“Kendisiyle bu denli çelişen; kendine muhalif, kendini yerin dibine sokacak kadar küçümseyen, başkalarına hayran, başkalarını yere göğe sığdırmayan, bizden başka bir millet var mı acaba?” diye kendi kendime soruyorum.
“Şu türkü gibi, şiir gibi kendi içinde ahenkli, Yunus’un, Emrah’ın, Karacaoğlan’ın, Veysel’in diline, tarihin derinliklerinden süzülerek gelirken farklı medeniyetler ve dillerle tanıştıkça zenginleşerek bugünlere gelen, kültürümüzün taşıyıcısı Türkçe’ye olduğu kadar, kendi diline Fransız kalan başka bir miller var mı dünyada?” diye kendi kendimi sorguluyorum.
Bölerek, ötekileştirerek, kendini melek diğerini şeytanlaştırarak siyaset yapan bir ülkenin siyasilerinin, “Şimdi her zamankinden daha çok birlik ve beraberliğe muhtacız,” sözüne, “Büyük sözü dinlenir” diyerek inansam mı, inanmasam mı diye tereddütdeyim.
“Hoca, bana menkıbe değil, hayatın içinden din anlat” dediğimde ve “Bari okuduğun duayı Türkçe söyle ki ben de anlayayım” diye talepte bulunduğumda, ben günah mı işliyor ya da isyankâr mı oluyorum?
Afedersiniz, kredi kartıyla çay içtiği yetmezmiş gibi bir de üstelik kredi kartıyla tuvalete giden bir başka millet var mı bizden başka diye sorsam acaba ayıp mı kaçar?
Kırklı, ellili yaşlarda emekli olunabilen Türkiye’de ortalama emekli yaşı 51-52 iken, Almanya’da 64,4 civarında olduğu dikkate alındığında; elbette ki, “Almanya bizi kıskanıyor!” diye naralar atıp yeri göğü inleteceğiz.
Şimdi geldik ya etekteki taşları dökme veya (bizi) taşlama noktasına...
Toplum öncülüğünü kimseye bırakmazken, toplumun bozulmasından şikâyetçi olana;
hiçbir toplum kendiliğinden bozulmaz, dedikten sonra, siz öncüler çok dürüst, samimi, ahlâk abidesi, örnek alınacak şahsiyetler miydiniz ki, toplum size rağmen bozuldu, yoksa.... Nokta nokta deyip noktayı koyduğumda, söyleyecek sözü olmayan bizimkisi eteğine taş yığmaya başlamıştı bile.

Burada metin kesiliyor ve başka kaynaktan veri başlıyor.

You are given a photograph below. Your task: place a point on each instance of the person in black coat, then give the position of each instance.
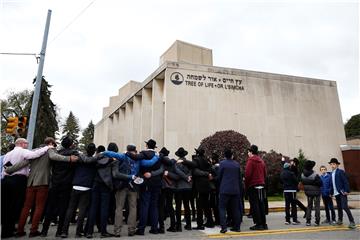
(290, 183)
(230, 189)
(203, 174)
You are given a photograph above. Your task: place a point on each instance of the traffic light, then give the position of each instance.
(22, 125)
(11, 126)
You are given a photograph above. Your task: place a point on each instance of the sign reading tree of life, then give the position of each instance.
(207, 81)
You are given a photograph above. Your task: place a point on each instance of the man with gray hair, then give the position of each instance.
(13, 185)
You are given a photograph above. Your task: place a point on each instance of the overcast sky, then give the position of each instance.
(113, 42)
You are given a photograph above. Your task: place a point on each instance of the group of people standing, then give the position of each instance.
(327, 185)
(54, 184)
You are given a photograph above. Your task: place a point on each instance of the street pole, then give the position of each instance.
(36, 95)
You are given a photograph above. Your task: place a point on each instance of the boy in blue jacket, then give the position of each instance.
(340, 189)
(325, 194)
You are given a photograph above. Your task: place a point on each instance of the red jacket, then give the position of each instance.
(255, 172)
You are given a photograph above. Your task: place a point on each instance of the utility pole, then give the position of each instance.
(36, 95)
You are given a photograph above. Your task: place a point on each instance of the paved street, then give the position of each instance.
(277, 230)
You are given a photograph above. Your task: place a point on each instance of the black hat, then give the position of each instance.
(309, 165)
(113, 147)
(131, 148)
(228, 153)
(200, 151)
(67, 142)
(90, 149)
(334, 160)
(181, 152)
(151, 144)
(164, 151)
(253, 149)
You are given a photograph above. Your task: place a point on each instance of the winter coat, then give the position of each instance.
(326, 184)
(184, 172)
(230, 177)
(201, 174)
(255, 172)
(289, 179)
(62, 173)
(312, 183)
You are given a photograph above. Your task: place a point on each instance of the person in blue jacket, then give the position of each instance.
(125, 171)
(340, 189)
(325, 194)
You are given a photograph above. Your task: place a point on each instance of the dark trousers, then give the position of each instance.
(257, 202)
(341, 202)
(290, 201)
(100, 199)
(233, 201)
(58, 202)
(203, 207)
(149, 197)
(34, 195)
(329, 207)
(166, 207)
(313, 200)
(214, 205)
(183, 198)
(79, 199)
(13, 190)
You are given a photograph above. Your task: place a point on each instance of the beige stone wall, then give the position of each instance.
(283, 113)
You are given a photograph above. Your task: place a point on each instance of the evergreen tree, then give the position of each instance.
(71, 127)
(87, 135)
(352, 127)
(46, 120)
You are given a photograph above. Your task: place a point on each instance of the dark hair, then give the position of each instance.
(100, 149)
(67, 142)
(228, 153)
(90, 149)
(113, 147)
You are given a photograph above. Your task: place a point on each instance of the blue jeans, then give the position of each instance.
(234, 202)
(149, 197)
(100, 199)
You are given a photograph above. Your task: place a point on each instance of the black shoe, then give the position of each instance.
(153, 231)
(200, 228)
(139, 232)
(235, 229)
(64, 235)
(209, 225)
(106, 235)
(257, 227)
(188, 227)
(20, 234)
(171, 229)
(89, 235)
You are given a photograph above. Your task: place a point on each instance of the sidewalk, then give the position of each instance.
(279, 206)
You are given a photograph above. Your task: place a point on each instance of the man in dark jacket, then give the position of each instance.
(149, 190)
(81, 192)
(340, 189)
(326, 196)
(202, 176)
(255, 174)
(290, 184)
(312, 184)
(230, 188)
(61, 186)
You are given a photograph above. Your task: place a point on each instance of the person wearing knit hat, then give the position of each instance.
(290, 183)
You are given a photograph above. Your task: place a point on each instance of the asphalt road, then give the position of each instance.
(277, 230)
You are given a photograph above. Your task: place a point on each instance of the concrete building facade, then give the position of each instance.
(187, 99)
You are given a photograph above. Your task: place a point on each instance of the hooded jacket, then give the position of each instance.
(312, 182)
(255, 172)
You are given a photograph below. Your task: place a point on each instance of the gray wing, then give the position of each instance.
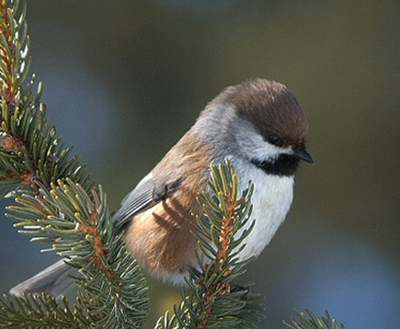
(146, 194)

Taşlanmaktan korkmasam, şu kopuk sürüsünün, hırsız tayfasının ve şeytan taşlamaktan namaza vakit bulamayanların, aslında bizim mahallenin çocukları olduklarını el-âleme duyurup, rezil rüsva etmeyi düşünebilirdim.

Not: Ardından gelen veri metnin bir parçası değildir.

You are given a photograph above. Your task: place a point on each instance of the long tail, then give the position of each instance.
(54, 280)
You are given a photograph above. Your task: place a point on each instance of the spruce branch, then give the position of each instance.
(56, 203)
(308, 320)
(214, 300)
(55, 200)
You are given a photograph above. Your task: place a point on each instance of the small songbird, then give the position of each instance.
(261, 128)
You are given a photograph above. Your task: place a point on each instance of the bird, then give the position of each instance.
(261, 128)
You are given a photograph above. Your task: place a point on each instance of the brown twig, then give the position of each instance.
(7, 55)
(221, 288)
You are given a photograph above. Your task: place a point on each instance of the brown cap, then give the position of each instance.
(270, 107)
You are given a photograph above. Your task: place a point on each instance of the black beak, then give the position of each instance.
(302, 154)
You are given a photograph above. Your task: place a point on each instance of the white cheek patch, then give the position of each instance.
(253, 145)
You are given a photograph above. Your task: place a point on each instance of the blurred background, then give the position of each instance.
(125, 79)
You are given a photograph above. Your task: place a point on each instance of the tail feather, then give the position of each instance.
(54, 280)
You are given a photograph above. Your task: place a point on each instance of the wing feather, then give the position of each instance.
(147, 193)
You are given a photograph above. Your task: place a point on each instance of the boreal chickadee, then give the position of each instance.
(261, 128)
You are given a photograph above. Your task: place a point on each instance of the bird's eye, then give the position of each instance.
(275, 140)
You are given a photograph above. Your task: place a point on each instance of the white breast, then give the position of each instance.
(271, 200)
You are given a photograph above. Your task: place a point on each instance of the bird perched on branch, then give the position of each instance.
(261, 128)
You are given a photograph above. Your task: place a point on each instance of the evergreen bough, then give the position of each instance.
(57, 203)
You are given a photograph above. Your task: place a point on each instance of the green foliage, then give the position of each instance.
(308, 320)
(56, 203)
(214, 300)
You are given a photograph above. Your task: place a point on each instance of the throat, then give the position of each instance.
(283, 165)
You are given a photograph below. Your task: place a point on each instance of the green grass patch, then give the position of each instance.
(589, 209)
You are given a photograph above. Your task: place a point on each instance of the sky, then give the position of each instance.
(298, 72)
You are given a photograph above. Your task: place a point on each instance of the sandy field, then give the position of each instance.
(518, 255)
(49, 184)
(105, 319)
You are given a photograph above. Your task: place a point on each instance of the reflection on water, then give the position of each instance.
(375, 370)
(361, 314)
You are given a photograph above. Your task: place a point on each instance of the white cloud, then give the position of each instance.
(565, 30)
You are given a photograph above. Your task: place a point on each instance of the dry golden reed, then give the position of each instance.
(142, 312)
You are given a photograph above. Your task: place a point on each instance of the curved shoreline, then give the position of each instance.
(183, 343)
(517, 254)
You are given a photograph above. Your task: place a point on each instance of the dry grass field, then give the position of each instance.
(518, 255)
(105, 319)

Bir göğe yükselen minareli camilerimize, din öğreten eğitim yuvalarımıza, cemaatlerimize, medreseli ve mektepli hocalarımıza bakıyorum, bir de dönüp yerlerde sürünen ahlâkî değerlerimize, lime lime olmuş toplum hayatımıza ve yarınalardan ümidini kesmiş gençliğimize bakıyorum...

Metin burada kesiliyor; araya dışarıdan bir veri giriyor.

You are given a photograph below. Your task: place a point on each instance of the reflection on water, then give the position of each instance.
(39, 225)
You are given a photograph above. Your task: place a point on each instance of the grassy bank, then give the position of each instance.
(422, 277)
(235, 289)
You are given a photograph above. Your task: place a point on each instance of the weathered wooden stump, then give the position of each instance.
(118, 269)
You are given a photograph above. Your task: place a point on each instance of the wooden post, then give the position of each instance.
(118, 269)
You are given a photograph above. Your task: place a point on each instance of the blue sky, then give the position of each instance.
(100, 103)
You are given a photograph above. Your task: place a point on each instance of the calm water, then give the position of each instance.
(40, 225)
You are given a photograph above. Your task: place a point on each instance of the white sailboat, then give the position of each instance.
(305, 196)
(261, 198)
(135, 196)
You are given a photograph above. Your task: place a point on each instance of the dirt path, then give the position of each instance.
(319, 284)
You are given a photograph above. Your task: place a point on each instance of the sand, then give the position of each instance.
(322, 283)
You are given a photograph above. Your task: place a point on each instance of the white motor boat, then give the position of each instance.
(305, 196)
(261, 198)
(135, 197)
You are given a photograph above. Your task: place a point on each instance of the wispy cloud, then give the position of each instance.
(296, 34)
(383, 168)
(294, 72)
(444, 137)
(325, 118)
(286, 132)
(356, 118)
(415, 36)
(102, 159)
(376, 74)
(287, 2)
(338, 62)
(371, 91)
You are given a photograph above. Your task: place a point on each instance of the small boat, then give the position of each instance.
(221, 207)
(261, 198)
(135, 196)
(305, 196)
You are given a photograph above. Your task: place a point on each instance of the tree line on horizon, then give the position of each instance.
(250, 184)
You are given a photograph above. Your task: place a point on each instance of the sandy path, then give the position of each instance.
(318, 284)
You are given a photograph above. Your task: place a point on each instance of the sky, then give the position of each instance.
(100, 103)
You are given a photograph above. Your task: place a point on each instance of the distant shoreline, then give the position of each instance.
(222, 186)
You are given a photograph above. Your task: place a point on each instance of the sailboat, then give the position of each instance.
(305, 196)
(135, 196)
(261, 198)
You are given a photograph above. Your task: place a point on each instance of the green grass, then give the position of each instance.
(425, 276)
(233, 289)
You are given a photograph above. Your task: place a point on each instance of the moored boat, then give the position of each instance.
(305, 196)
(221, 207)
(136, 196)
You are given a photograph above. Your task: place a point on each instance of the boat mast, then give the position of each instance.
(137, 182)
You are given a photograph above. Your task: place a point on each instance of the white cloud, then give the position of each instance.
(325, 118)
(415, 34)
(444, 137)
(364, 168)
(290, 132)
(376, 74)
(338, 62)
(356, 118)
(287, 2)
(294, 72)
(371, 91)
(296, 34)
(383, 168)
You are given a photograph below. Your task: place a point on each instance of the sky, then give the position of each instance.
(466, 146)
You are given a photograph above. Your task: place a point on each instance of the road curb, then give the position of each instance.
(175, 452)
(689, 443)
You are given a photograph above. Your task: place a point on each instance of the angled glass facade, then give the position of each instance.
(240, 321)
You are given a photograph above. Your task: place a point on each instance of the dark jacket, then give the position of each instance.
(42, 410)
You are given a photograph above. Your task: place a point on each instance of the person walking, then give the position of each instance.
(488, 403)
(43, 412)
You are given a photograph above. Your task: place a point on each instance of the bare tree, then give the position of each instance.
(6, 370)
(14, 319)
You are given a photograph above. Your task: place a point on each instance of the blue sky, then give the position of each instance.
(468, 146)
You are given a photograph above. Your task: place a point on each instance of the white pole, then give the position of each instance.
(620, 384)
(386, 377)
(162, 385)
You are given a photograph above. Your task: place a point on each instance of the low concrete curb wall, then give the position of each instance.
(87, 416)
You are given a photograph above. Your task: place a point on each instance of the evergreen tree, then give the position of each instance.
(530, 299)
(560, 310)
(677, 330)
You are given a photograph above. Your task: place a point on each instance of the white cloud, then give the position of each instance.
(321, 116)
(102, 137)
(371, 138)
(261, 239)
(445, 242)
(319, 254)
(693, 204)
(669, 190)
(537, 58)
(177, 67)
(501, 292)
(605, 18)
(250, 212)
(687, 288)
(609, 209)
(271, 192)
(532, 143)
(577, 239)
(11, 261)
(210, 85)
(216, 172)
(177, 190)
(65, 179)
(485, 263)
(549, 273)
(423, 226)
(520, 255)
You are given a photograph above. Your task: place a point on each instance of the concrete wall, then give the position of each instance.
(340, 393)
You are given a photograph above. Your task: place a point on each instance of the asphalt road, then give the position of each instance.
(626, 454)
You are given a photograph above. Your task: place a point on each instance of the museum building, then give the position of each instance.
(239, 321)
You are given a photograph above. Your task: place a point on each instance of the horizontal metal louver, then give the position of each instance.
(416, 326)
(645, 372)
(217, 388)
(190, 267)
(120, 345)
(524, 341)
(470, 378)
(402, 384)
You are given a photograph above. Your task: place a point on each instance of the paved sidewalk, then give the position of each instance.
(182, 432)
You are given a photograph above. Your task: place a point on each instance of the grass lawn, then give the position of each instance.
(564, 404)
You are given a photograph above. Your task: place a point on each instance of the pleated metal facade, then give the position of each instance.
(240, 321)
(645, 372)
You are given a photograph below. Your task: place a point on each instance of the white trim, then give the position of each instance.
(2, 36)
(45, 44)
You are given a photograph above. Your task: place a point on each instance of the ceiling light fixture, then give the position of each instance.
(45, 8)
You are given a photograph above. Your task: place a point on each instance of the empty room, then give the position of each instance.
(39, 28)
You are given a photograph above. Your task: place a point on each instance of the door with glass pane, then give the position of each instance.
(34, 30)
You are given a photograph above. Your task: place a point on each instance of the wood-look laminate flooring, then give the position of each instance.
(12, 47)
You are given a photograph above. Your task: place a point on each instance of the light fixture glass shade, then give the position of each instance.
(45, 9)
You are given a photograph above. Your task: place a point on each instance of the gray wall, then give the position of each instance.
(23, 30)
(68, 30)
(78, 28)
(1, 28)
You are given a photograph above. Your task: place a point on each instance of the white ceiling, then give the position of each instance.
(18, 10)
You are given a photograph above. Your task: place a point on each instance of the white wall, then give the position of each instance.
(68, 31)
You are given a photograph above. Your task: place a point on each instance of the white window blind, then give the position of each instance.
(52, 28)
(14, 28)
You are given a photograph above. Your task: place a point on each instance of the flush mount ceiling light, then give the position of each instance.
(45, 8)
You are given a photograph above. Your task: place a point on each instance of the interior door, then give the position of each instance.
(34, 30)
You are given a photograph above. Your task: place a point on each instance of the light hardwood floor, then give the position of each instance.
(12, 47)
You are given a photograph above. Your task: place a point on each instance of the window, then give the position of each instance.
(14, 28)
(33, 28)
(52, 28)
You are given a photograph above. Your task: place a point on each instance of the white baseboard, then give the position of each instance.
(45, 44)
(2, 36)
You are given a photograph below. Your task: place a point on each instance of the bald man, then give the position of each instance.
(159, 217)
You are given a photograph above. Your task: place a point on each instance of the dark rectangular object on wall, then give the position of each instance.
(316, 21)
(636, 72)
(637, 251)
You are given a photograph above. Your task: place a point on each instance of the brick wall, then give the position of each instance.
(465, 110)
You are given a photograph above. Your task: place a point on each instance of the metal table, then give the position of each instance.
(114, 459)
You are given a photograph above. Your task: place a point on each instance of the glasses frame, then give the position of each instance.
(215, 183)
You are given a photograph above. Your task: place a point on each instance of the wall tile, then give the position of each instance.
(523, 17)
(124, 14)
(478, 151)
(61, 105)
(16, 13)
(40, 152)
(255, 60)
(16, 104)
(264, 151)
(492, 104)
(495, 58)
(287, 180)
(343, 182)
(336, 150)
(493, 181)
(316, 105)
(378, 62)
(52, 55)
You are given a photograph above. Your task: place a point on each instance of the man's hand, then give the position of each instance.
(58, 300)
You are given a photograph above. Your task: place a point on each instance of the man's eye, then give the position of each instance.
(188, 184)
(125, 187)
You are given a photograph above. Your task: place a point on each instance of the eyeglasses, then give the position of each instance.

Şimdi zaten bizi taşlamak için topladığınız taşlara elinizi uzatmadan önce, elinizi vicdanınıza, başınızı da iki elinizin arasına koyup bir dinleyin lütfen:
Bir anlık, ülkemizin bütün ibadethanelerini, din eğitimi ve öğretimi yapan kurum ve kuruluşlarını kapatsak ve hocası, şeyhi ve de “namaz kıldırma memurları”yla bütün ekibe görevinden el çektirsek, ne olurdu?
Yani tezatlarla dolu bu ülkenin durumu, camiler ve hocalar yok diye şimdikinden daha kötü olabilir miydi, diye kendi kendime soruyorum.